As forecast, El Nino has dried out normally rainy Hilo so far in 2016. It’s also brought some record daytime high temperatures.
As of Monday, only 0.49 inches of rain had fallen this year at Hilo International Airport. That’s 4.21 inches below the normal 4.7 inches Hilo normally receives by Jan. 18.
Afternoon high temperatures made the record books twice this month: Jan. 10 with 87 degrees, eclipsing the previous high of 85, set in 1980, 1997 and 2010; and Jan. 12 with 85 degrees, tying the high for that date set in 1977 and 1996.
The average daytime high for a January day in Hilo is 79 degrees, but only once this month has the mercury failed to rise to 80 degrees or hotter. That was Jan. 6, when the high was 78. The average daytime high so far this year is 83.2 degrees.

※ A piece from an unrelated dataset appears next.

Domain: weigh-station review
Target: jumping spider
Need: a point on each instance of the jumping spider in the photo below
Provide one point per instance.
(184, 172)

“Even though it’s been warmer than normal, it still feels pretty comfortable outside because of the really dry air,” National Weather Service forecaster Ian Morrison said Monday.

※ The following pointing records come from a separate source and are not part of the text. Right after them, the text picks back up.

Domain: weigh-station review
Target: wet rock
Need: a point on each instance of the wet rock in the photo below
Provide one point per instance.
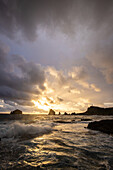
(73, 113)
(65, 113)
(105, 126)
(86, 119)
(17, 111)
(51, 112)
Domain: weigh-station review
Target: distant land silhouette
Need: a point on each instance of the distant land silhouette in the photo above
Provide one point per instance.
(92, 110)
(17, 111)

There also has been a definite chill in the nighttime air, but no record-setting low temperatures have been recorded so far this month in Hilo. The only overnight low below 60 degrees so far this year was Saturday, when the mercury fell to 59. The average nighttime low temperature this month is 63.2 degrees, just slightly cooler than the norm of 64.

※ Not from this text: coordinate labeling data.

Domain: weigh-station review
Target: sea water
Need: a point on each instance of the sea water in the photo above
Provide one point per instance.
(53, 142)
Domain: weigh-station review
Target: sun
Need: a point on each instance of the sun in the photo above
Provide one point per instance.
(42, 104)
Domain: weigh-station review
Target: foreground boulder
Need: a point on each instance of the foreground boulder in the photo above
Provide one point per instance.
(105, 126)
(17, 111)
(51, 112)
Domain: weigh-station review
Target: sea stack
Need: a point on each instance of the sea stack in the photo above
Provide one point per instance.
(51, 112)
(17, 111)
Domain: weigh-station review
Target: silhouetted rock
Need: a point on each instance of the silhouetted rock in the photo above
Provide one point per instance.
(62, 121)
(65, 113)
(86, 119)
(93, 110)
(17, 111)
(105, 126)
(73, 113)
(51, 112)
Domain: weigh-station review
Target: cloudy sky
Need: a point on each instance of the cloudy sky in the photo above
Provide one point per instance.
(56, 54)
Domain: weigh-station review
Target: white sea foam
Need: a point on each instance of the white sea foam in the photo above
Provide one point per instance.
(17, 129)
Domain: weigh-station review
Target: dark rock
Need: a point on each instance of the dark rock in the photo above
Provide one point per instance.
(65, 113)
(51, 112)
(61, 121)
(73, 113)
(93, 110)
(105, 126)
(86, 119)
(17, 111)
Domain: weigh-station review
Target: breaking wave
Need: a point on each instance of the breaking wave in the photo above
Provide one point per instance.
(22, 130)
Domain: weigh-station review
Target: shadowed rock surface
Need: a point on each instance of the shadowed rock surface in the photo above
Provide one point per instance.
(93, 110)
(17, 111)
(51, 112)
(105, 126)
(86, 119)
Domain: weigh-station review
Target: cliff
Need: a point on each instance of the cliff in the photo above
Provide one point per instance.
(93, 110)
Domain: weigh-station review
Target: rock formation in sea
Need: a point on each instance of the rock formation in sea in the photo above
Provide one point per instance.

Morrison attributed the slightly cooler than normal nights to El Nino, as well.
“You get the evaporation off of the skin and it feels a little bit chilly at night with the same conditions but cooler temperatures,” he said.
Winds are forecast to remain light today and during the day Wednesday, so there is no rain in the immediate forecast.
“We’ll have a day or two of trade winds toward the Thursday and Friday time frame. So, that might bring back some of the more normal Hilo showers,” Morrison said.
The seven-day forecast on the NWS website notes a 20 to 60 percent chance of rain in Hilo for Wednesday night, and a 60 percent chance of showers Thursday and Thursday night, dropping to 40 percent Friday and 30 percent Friday night.
“For the second half of the week, into Saturday, it looks like there will be some light to moderate showers,” Morrison said.
Without the trades, the volcanic haze known as vog also is in the forecast for today and Wednesday.
“With the light winds, (the vog) is going to pool around the source,” Morrison said. “Once we get the trade winds back, I don’t see it getting into Hilo.”
The Vog Measurement and Prediction Project (VMAP) website, which is operated by the University of Hawaii at Manoa, noted “good” levels of sulfur dioxide, or SO2, a noxious gas emitted by the activity of Kilauea Volcano, islandwide, at mid-afternoon Monday.
The measurements for so-called other “aerosol” pollutants were also at “good” levels of 9 or fewer micrograms per cubic meter of air, with the exception of Ocean View with 26 micrograms and Kailua-Kona with 23 micrograms, both slightly elevated levels described as “moderate.”
The dry weather also has caused an uptick in water deliveries to rural areas, mainly in Puna and Ka‘u where many households are dependent upon rain catchment systems as their main source of water.
“Any El Nino winter is going to be drier than normal,” Morrison said. “We were lucky to have a wetter than normal summer, though, so hopefully people saved some of that water. But it’s going to be a dry winter.”
Tammy Ortiz of K&T Water Haulers said Monday that even though the dry start to 2016 has been predicted for months, people still are consuming water as they did in December, when more than 14 inches of rain fell.
“When we have a long spell of rain and then we have a couple of days where it’s dry, people don’t change their habits of water usage,” Ortiz said. “So prematurely, they’re getting low or out of water already. But we’ve had rain for several months and then we have no rain for the past three days or so, and we’ve been running (delivery trucks) nonstop for the past three days.”
Ortiz said there’s not a waiting list yet for deliveries.
“Let people know we can come when they call,” she said.